In 2017, Wild convinced one of the Canadian companies his fund had invested in, TerrAscend, to take a private placement of 52.5 million Canadian dollars from him and Canopy Growth.

Wild became chair of the company and made its first U.S. cannabis acquisition in 2019, buying a San Francisco cannabis chain, The Apothecarium.

TerrAscend has since grown its U.S. operations to five state markets, leading the competition in market share in many of those states.

Uphill battle ahead

In the large, lucrative New Jersey market, TerrAscend has maintained its top-three share position and increased its margins to more than 50%, largely through increasing its cannabis yields.

It’s still early days in Maryland, where adult-use sales got off to a strong start after launching in July.

In Pennsylvania, the company plans to continue to run lean operations in the state’s medical market until adult-use marijuana is legalized – assuming it is indeed legalized.

It’s in competitive and oversaturated Michigan that TerrAscend could be most impressive, growing sales in its 19 stores by 6% from the previous quarter and developing consumer loyalty to its Gage and Cookies stores.

CEO Ziad Ghanem said in an interview with MJBizDaily that part of what’s driving those increases is thinking more carefully about various types of consumer segments in different regions of the state.

Michigan borders Indiana, Ohio and Wisconsin.

Indiana and Wisconsin have no legal marijuana markets, and Ohio’s is currently medical only.

Ghanem said stores close to the border have a different product mix than urban stores – for example, with premium products such as Cookies being a hot commodity among curious cross-border buyers.

Those border-store consumers also take less frequent trips but also want to buy more – meaning bulk and value are important to prioritize in those stores as well.

“We’re looking for those insights and making decisions based on that data,” Ghanem said.

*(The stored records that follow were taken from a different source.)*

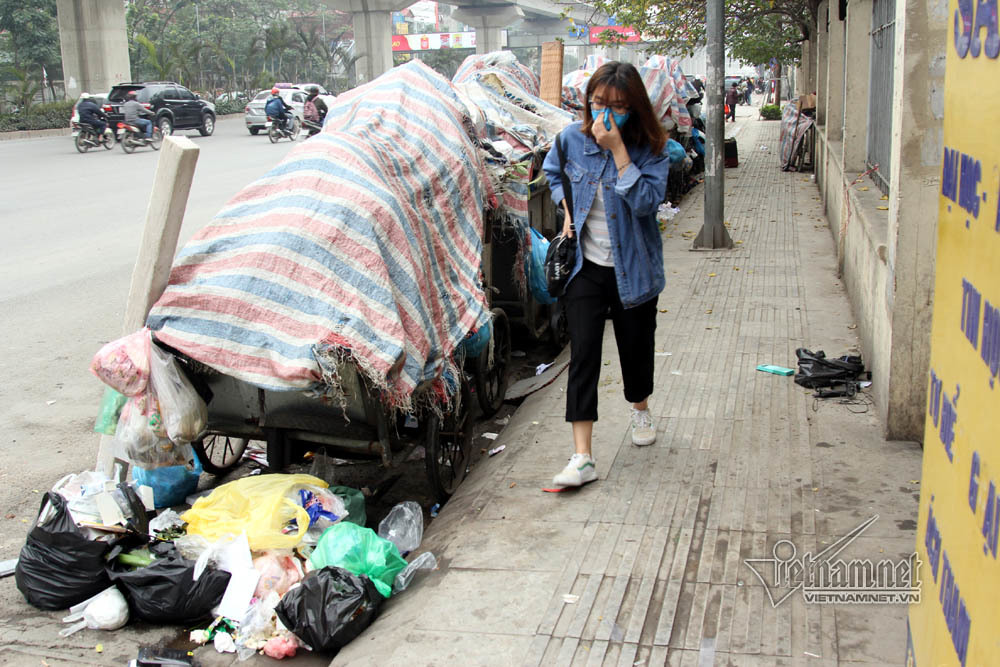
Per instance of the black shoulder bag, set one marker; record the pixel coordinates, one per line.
(561, 256)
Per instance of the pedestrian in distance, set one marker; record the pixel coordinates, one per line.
(732, 95)
(134, 112)
(617, 167)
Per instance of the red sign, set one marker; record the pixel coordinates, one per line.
(629, 34)
(434, 41)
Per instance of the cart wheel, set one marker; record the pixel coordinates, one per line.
(219, 453)
(278, 451)
(449, 447)
(491, 380)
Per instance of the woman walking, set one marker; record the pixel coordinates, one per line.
(617, 169)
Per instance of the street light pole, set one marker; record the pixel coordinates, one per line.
(713, 232)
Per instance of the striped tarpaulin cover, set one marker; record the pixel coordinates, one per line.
(363, 244)
(505, 93)
(504, 64)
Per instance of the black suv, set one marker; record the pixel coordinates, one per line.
(174, 106)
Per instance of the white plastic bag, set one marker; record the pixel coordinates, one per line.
(403, 526)
(123, 364)
(140, 434)
(425, 561)
(106, 611)
(184, 413)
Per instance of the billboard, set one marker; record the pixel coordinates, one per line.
(433, 41)
(955, 622)
(629, 34)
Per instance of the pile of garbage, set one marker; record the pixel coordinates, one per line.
(267, 563)
(264, 564)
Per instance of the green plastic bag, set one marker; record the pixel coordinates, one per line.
(354, 501)
(360, 551)
(111, 408)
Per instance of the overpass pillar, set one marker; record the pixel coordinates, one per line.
(94, 45)
(373, 34)
(489, 22)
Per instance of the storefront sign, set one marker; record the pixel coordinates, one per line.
(433, 41)
(955, 622)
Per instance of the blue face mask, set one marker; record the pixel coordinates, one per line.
(620, 118)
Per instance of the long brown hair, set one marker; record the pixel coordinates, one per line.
(642, 126)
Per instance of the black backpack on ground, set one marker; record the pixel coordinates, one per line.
(816, 371)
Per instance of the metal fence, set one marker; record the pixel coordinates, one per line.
(880, 92)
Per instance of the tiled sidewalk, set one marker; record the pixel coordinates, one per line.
(645, 566)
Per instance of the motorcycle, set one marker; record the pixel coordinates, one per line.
(276, 129)
(85, 137)
(312, 127)
(131, 137)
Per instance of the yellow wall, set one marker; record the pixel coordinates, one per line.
(957, 620)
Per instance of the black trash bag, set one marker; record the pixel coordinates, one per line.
(816, 371)
(330, 608)
(58, 566)
(166, 592)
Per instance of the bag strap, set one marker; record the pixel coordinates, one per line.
(567, 190)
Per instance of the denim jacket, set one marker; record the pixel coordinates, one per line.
(630, 203)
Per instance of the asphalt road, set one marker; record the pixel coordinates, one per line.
(70, 227)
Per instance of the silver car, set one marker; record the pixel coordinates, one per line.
(256, 117)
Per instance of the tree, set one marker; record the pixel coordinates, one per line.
(32, 39)
(158, 59)
(756, 30)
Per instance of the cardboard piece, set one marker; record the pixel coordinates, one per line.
(550, 89)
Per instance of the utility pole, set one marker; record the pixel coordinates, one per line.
(713, 232)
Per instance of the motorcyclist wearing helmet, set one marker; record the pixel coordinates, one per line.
(277, 108)
(91, 114)
(319, 108)
(134, 112)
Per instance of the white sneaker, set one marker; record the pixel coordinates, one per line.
(577, 472)
(643, 429)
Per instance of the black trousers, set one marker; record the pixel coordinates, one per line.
(589, 296)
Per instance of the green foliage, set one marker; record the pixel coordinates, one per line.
(23, 89)
(770, 112)
(41, 117)
(756, 30)
(237, 45)
(223, 108)
(33, 34)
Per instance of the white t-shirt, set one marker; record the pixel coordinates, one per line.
(595, 238)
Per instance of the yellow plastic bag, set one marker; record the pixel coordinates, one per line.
(260, 505)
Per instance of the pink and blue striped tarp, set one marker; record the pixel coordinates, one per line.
(364, 244)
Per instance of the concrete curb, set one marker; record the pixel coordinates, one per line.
(64, 131)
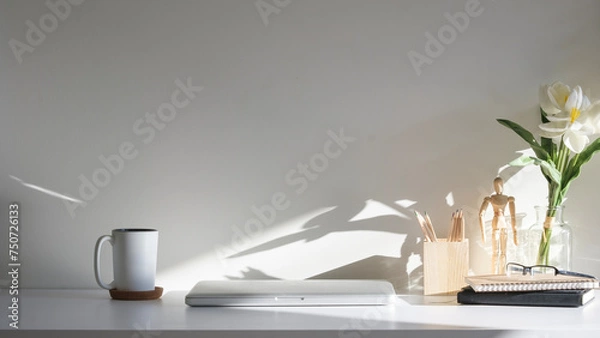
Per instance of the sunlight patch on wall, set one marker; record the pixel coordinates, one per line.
(374, 209)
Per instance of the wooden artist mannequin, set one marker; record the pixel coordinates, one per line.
(499, 230)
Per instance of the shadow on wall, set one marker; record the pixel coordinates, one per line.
(339, 219)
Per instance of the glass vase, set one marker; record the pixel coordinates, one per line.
(559, 249)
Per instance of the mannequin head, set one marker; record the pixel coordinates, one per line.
(498, 185)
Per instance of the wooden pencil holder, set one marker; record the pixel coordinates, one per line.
(445, 266)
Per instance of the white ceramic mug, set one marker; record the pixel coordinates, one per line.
(134, 259)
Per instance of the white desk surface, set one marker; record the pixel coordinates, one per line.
(65, 310)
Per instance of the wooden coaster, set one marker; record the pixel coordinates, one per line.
(136, 295)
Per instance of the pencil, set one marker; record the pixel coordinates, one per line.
(421, 221)
(430, 228)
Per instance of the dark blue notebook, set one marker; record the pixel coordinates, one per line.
(559, 298)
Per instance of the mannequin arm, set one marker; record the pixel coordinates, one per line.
(513, 218)
(484, 205)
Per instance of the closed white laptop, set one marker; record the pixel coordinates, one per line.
(317, 292)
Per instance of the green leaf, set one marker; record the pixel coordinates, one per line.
(574, 168)
(528, 137)
(547, 143)
(548, 167)
(522, 161)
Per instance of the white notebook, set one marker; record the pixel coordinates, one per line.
(503, 283)
(317, 292)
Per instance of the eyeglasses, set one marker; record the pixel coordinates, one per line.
(519, 269)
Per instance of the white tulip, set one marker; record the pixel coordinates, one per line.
(554, 97)
(575, 123)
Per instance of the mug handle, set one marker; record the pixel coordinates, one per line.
(97, 250)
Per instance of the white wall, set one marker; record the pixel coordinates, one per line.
(273, 92)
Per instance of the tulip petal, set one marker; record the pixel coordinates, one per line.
(575, 141)
(562, 116)
(554, 126)
(572, 101)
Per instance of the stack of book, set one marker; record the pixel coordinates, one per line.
(537, 290)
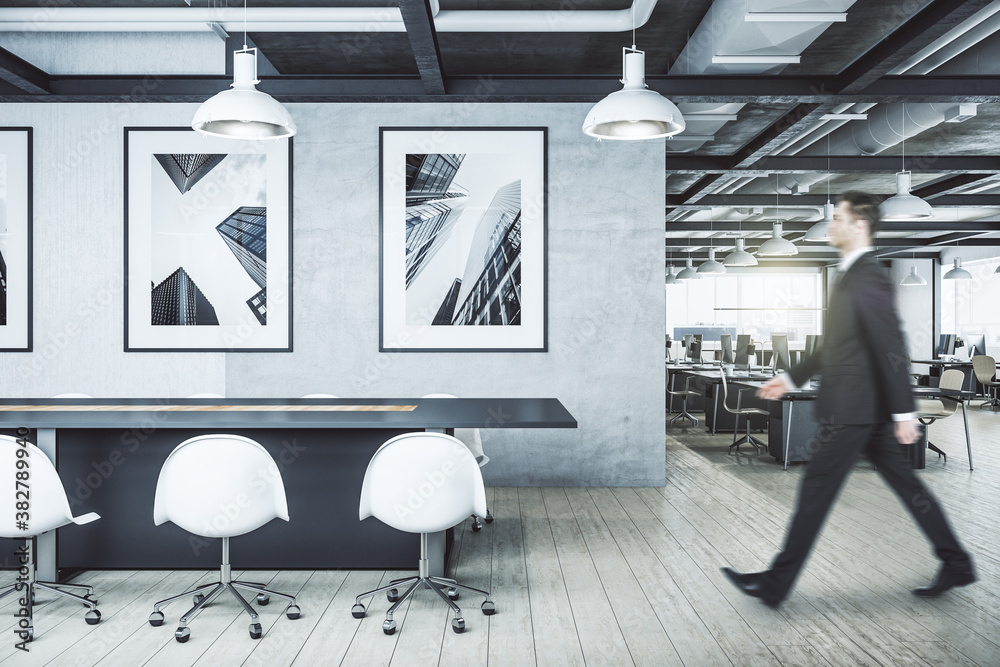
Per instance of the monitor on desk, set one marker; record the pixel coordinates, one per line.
(726, 342)
(743, 351)
(975, 344)
(694, 348)
(780, 360)
(946, 345)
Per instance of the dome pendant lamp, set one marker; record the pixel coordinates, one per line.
(243, 112)
(633, 113)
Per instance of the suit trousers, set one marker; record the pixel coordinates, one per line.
(825, 476)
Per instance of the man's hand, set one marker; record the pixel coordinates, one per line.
(773, 389)
(907, 432)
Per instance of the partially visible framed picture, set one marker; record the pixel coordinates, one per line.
(208, 243)
(463, 239)
(15, 239)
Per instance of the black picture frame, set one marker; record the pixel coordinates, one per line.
(257, 267)
(475, 279)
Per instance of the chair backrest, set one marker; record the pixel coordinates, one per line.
(742, 356)
(951, 379)
(422, 483)
(985, 367)
(780, 359)
(726, 343)
(470, 436)
(49, 507)
(219, 485)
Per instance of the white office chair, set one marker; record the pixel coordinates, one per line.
(422, 483)
(196, 490)
(36, 505)
(474, 441)
(930, 410)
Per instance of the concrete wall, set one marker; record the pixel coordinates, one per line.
(605, 295)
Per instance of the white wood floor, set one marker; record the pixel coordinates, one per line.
(611, 576)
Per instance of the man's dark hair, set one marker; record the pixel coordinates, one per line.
(864, 206)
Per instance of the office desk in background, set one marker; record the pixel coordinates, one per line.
(109, 452)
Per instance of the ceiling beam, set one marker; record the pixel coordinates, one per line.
(778, 90)
(419, 22)
(816, 201)
(22, 74)
(930, 23)
(801, 164)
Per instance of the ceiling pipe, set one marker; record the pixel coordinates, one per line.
(314, 19)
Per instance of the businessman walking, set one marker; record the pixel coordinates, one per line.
(864, 406)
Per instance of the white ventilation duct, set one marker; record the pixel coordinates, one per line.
(314, 19)
(883, 129)
(726, 31)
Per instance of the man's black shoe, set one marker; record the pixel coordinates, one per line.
(752, 586)
(947, 578)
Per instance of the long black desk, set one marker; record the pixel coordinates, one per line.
(109, 452)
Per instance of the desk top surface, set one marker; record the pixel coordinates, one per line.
(287, 413)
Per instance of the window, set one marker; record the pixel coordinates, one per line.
(756, 303)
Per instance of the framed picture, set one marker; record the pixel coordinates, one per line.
(15, 239)
(208, 243)
(463, 239)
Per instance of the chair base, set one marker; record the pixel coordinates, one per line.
(748, 440)
(447, 590)
(684, 414)
(206, 593)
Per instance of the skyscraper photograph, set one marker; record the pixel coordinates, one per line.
(463, 239)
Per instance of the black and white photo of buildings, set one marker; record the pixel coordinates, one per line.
(463, 239)
(208, 263)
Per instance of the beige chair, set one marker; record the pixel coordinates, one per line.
(684, 414)
(932, 409)
(985, 368)
(741, 411)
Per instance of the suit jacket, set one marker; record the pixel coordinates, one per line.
(863, 365)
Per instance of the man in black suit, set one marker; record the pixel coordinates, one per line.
(864, 405)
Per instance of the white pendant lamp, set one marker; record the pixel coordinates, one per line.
(777, 246)
(820, 232)
(913, 279)
(634, 113)
(957, 273)
(243, 112)
(711, 267)
(688, 272)
(903, 205)
(740, 257)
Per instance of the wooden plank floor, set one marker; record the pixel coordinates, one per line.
(610, 576)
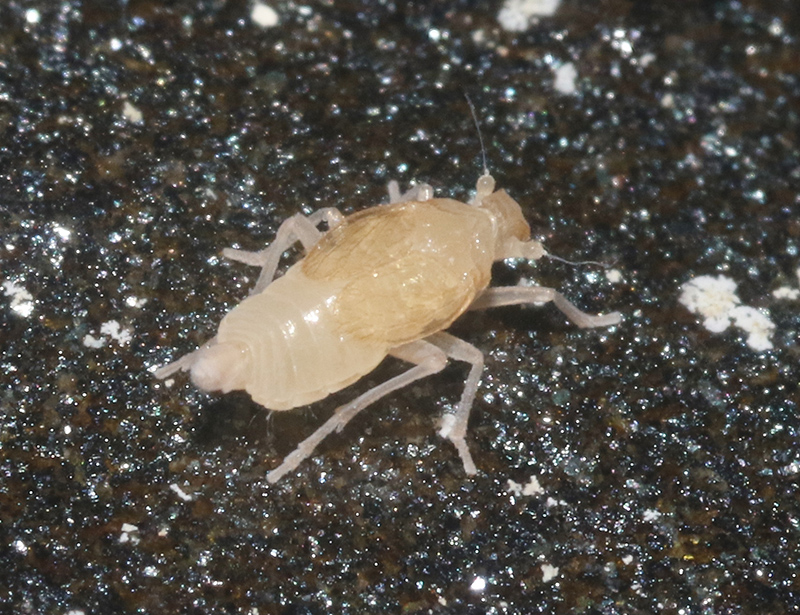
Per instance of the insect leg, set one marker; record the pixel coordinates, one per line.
(454, 426)
(515, 295)
(428, 359)
(297, 228)
(419, 192)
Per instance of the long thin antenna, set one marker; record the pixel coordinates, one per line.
(478, 128)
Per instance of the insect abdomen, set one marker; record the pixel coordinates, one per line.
(297, 352)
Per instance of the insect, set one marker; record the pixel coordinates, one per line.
(387, 280)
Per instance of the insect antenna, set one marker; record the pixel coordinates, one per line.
(480, 135)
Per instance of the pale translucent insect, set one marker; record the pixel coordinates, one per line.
(385, 281)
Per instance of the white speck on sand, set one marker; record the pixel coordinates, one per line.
(181, 493)
(517, 15)
(531, 488)
(113, 329)
(716, 301)
(566, 74)
(90, 341)
(614, 276)
(131, 113)
(651, 515)
(713, 298)
(264, 15)
(549, 573)
(21, 299)
(786, 292)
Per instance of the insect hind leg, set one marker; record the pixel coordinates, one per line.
(429, 359)
(297, 228)
(515, 295)
(454, 426)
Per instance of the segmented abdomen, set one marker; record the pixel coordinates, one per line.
(298, 353)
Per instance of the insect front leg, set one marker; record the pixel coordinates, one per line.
(515, 295)
(297, 228)
(428, 359)
(454, 426)
(419, 192)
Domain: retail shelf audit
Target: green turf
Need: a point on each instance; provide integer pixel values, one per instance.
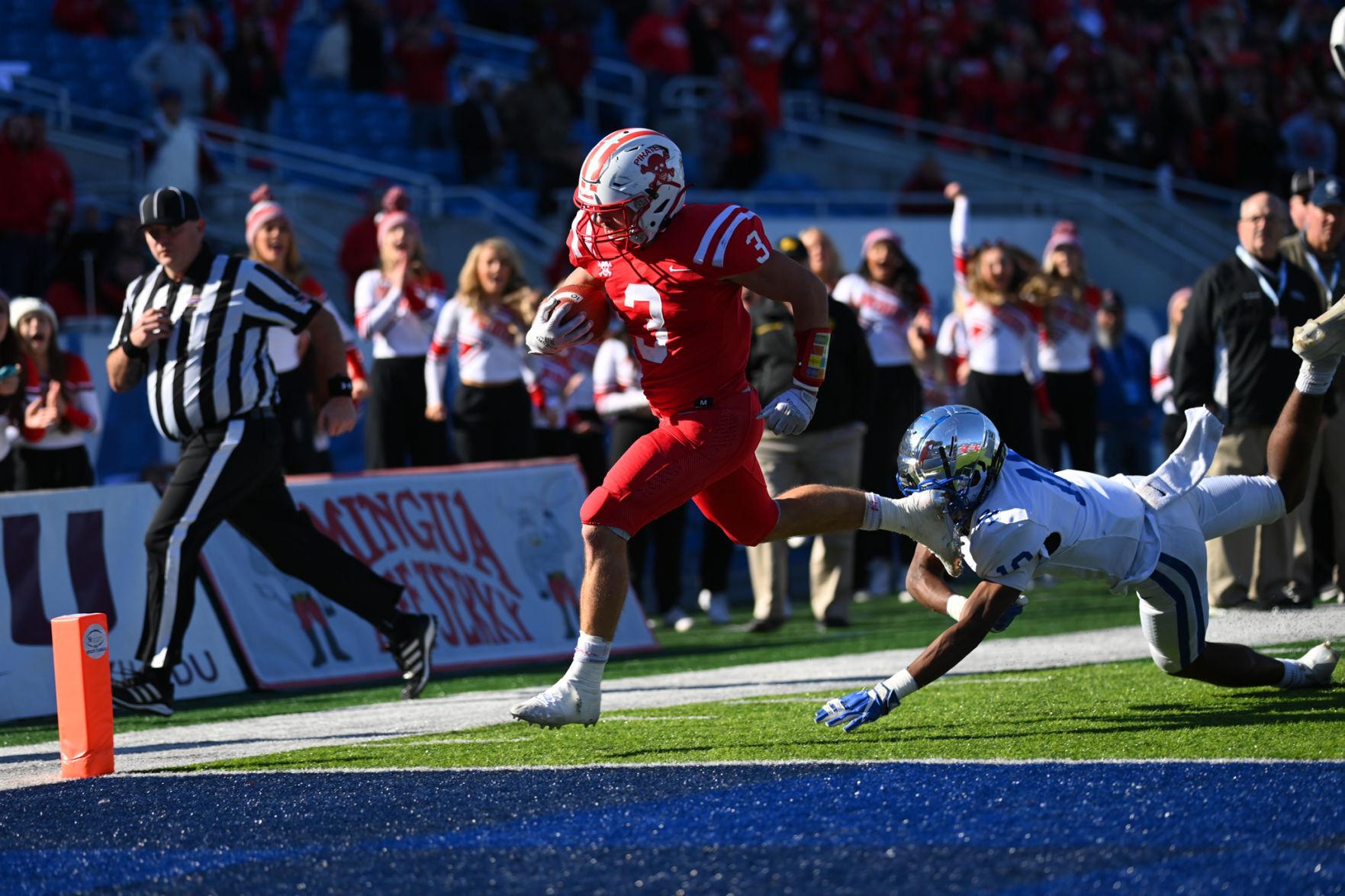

Despite the company’s accomplishments thus far, the remainder of 2023 and 2024 will be the true test of whether TerrAscend is positioned for success.

Wild has repeatedly said on earnings calls and media interviews that the TSX listing isn’t a “magic bullet” that will immediately solve problems around raising capital.

But he told MJBizDaily he believes the listing is already making some crucial incremental progress.

For example, Morgan Stanley and BNY Mellon have removed the ban on providing custodial services for the company’s TSX listing, which could improve its chances of securing the institutional investment it hopes for in an upcoming road show.

The slow pace of federal marijuana reform and disappointing returns so far have scared a lot of investors away from the industry in recent years, and it’s far from certain the TSX listing will generate institutional investors’ interest in TerrAscend.

Firms will need to decide whether investing fits within their compliance, Wild said, but at least he knows the ban won’t get in the way if TerrAscend can attract interest.

“We’ve got what we think is a really good growth story out of this,” he said.

“I’m super grateful that we’re not where we were a year ago. where we got this thing that people thought might be good but we weren’t able to go in there and tell them.”